La nordicité vécue par la majorité des Québécois n’est qu’une des quatre saisons dans le climat local. Le Sud du Québec subit l’un des plus grand écarts de température sur une base annuelle, passant de -30°C à +30°C. Dans un contexte où les perturbations climatiques se feront davantage ressentir, nos hivers tendront également à être de plus en plus variés. Les infrastructures et les aménagements doivent être pensés de manière à ce qu’ils soient davantage adaptés aux variations saisonnières présentes et à venir au Québec. Il faut ainsi développer les connaissances par rapport aux formes urbaines qui limitent autant les îlots de chaleurs que les froids extrêmes, et concevoir des aménagements permettant autant la pratique d'activités estivales qu’hivernales.

3) Exemple canadien : Edmonton et sa vision globale de la Ville d’hiver

Depuis 2011, la Ville d’Edmonton a entamé un processus de consultation et de planification stratégique pour devenir une ville d’hiver de classe mondiale. Le guide de design illustre les principes d’un milieu de vie hivernal plus attractif adapté à un contexte de ville nord-américaine.

FIGURE 3 : Principes de design hivernal | source : City of Edmonton

La Ville d’Edmonton a non seulement adhéré au concept de ville d’hiver, mais elle tente également d’en faire son image de marque.
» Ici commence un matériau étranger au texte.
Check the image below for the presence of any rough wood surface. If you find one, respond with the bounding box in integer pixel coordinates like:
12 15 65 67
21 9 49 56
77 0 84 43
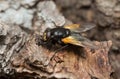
10 36 112 79
0 0 113 79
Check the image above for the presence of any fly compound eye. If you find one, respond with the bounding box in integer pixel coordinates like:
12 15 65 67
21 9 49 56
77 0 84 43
43 28 51 41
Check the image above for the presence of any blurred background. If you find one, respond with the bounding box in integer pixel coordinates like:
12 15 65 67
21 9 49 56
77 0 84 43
0 0 120 79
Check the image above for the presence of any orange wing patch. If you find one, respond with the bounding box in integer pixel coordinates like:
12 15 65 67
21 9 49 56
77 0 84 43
62 36 84 47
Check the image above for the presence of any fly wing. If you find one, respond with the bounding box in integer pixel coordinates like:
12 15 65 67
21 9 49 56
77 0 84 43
62 34 97 49
64 23 96 33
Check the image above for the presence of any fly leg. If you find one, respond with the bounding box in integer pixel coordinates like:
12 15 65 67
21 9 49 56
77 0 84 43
50 45 68 61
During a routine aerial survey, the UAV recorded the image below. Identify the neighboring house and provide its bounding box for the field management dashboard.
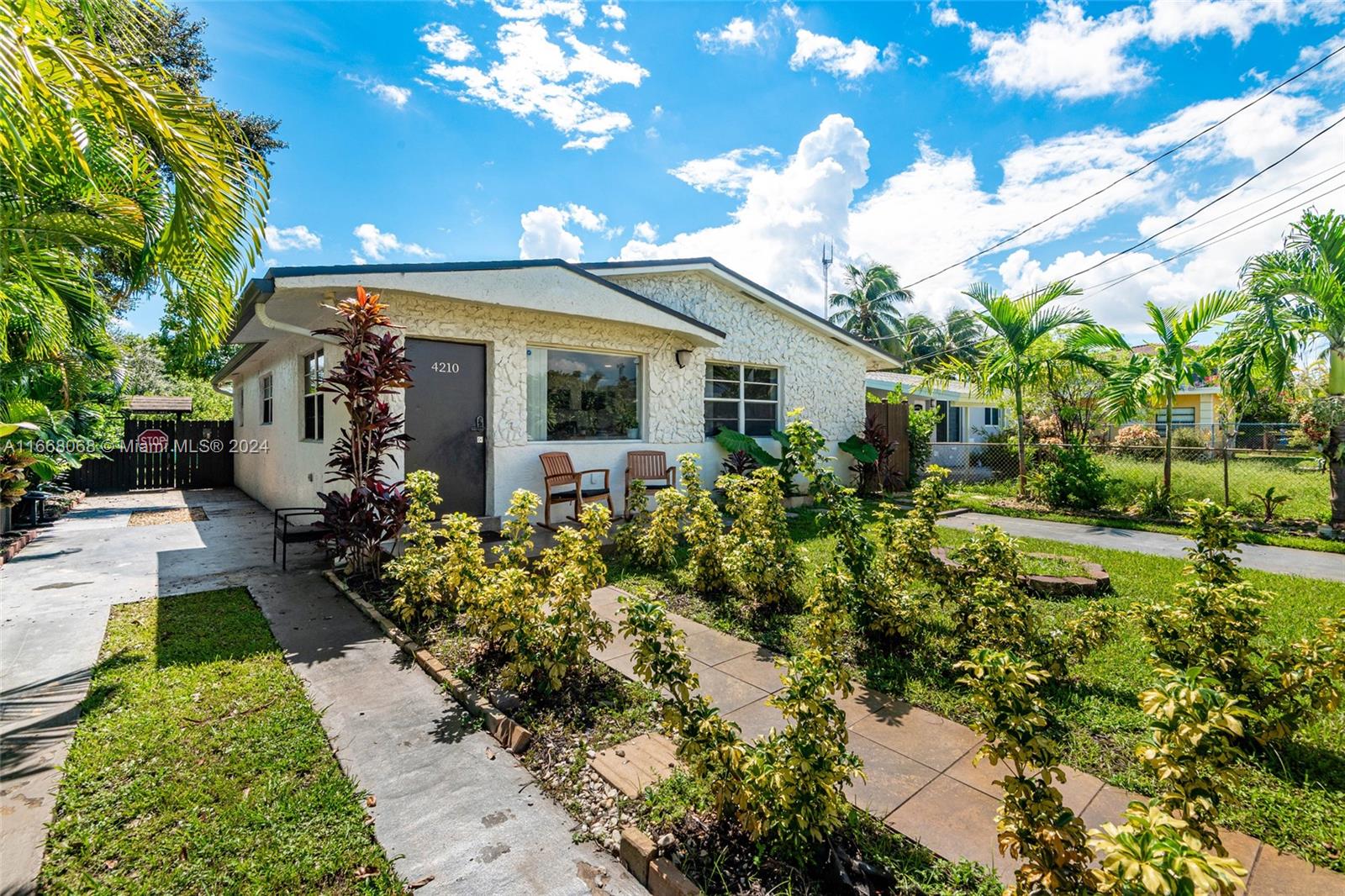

Le guide de design hivernal cohabite également avec d’autres guides de planification qui visent à reconstruire la ville sur la ville ainsi qu’avec une série de documents de planification stratégique appelés « The Ways » : the way we move, the way we live, the way we prosper et the way we green ». Ces documents ont comme objectif global de densifier, verdir, diversifier, consolider, créer des synergies urbaines et orienter le développement pour créer un environnement qui favorise les saines habitudes de vie.

4) Le design actif en contexte hivernal : miser sur l’attractivité de l’espace public

Les conditions hivernales sont définitivement un obstacle de taille à la pratique de la marche et à l’adoption de saines habitudes de vie. Bien que la lutte contre les inconforts de l’hiver soit importante, ce sont surtout les activités que l’on pourra pratiquer à l’extérieur qui vont encourager un plus grand nombre de citoyens à marcher et aller jouer dehors. Les meilleurs exemples de villes d’hiver, où l’achalandage de l’espace public est le plus élevé, pointent vers la mise en réseau d’une variété d’espaces publics, où l’on retrouve une offre d’activités hivernales, liées par des axes illuminés, confortables, marchables, cyclables et, pourquoi pas, skiables.